Foto: Motorsport Retro
Foto: Motorsport Retro

O escocês Jim Clark foi um dos grandes nomes do automobilismo na década de 1960. Pela Lotus, um patrimônio britânico, conquistou dois títulos mundiais em 1963 e 65, deixando seu nome eternamente no hall dos campeões. Era extremamente talentoso, um gênio do seu tempo. É difícil dizer o que ele teria alcançado se não tivesse morrido cedo, aos 32 anos. A Fórmula 1 perdeu o seu ícone em 1968, durante uma etapa da Fórmula 2 em Hockenheim, na Alemanha.

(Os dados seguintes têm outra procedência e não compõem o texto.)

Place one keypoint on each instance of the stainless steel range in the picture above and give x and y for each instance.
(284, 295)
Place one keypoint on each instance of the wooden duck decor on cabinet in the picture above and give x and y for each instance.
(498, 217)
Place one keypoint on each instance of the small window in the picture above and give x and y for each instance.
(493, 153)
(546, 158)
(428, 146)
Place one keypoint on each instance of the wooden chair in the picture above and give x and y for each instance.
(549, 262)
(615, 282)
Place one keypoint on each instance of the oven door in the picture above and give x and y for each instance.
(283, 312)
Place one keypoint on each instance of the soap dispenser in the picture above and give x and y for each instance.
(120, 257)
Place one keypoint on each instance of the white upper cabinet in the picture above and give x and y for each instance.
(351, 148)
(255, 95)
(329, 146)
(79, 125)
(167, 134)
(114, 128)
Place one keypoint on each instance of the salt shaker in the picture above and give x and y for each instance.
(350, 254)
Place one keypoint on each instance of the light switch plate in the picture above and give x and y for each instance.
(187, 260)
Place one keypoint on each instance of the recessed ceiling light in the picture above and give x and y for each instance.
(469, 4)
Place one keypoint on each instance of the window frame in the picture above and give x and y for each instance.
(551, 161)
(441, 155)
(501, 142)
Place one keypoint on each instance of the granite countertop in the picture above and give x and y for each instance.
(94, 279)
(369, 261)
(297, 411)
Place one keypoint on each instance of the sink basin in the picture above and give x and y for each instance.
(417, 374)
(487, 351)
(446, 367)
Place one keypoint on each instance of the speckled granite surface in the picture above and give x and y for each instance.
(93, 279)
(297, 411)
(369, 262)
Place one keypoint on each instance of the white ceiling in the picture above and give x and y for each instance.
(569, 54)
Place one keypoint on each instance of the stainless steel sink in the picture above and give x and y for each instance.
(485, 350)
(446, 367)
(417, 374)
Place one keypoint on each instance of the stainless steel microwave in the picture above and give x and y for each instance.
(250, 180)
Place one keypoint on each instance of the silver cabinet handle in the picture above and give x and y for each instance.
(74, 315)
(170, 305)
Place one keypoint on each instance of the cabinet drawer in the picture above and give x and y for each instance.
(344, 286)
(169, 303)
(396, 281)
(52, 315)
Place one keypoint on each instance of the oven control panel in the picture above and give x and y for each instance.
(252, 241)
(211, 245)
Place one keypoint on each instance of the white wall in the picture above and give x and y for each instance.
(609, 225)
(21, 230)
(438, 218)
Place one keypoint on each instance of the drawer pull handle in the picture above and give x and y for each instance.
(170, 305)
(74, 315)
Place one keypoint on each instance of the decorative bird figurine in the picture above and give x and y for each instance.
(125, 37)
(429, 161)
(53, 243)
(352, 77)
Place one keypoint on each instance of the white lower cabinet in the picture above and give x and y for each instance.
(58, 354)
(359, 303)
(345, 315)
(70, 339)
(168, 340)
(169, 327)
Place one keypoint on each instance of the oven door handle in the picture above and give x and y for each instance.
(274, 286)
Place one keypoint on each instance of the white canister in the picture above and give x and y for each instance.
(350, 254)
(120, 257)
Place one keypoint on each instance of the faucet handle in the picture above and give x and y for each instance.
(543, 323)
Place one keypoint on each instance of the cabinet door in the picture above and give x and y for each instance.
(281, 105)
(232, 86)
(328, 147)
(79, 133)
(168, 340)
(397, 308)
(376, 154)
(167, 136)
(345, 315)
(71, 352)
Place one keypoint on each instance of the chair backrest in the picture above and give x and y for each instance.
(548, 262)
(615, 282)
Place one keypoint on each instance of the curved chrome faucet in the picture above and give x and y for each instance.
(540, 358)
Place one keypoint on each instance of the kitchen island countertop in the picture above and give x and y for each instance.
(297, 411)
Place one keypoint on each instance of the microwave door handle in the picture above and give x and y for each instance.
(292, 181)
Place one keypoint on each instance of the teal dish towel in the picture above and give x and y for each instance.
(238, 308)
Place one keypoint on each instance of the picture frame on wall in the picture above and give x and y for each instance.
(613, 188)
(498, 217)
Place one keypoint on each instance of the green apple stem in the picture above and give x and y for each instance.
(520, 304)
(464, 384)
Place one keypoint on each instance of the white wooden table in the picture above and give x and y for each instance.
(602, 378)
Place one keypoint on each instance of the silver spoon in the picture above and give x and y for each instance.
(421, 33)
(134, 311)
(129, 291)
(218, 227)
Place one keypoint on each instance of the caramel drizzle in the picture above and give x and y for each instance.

Jim se chocou com uma árvore e sofreu múltiplas fraturas, morrendo antes de chegar ao hospital.

Duncan Edwards não teve tanto tempo para mostrar seu potencial como Clark. O jovem meia/atacante estava a caminho do topo com o Manchester United e a Inglaterra quando foi uma das vítimas de um dos acidentes mais trágicos para o futebol, em 1958. A bordo de um avião que trazia o elenco dos Red Devils de Munique, o atleta e mais sete colegas morreram depois que a aeronave atravessou a pista do aeroporto alemão e colidiu com uma casa e um caminhão que trazia combustível. Duncan morreu com 21 anos depois de passar duas semanas internado em estado grave.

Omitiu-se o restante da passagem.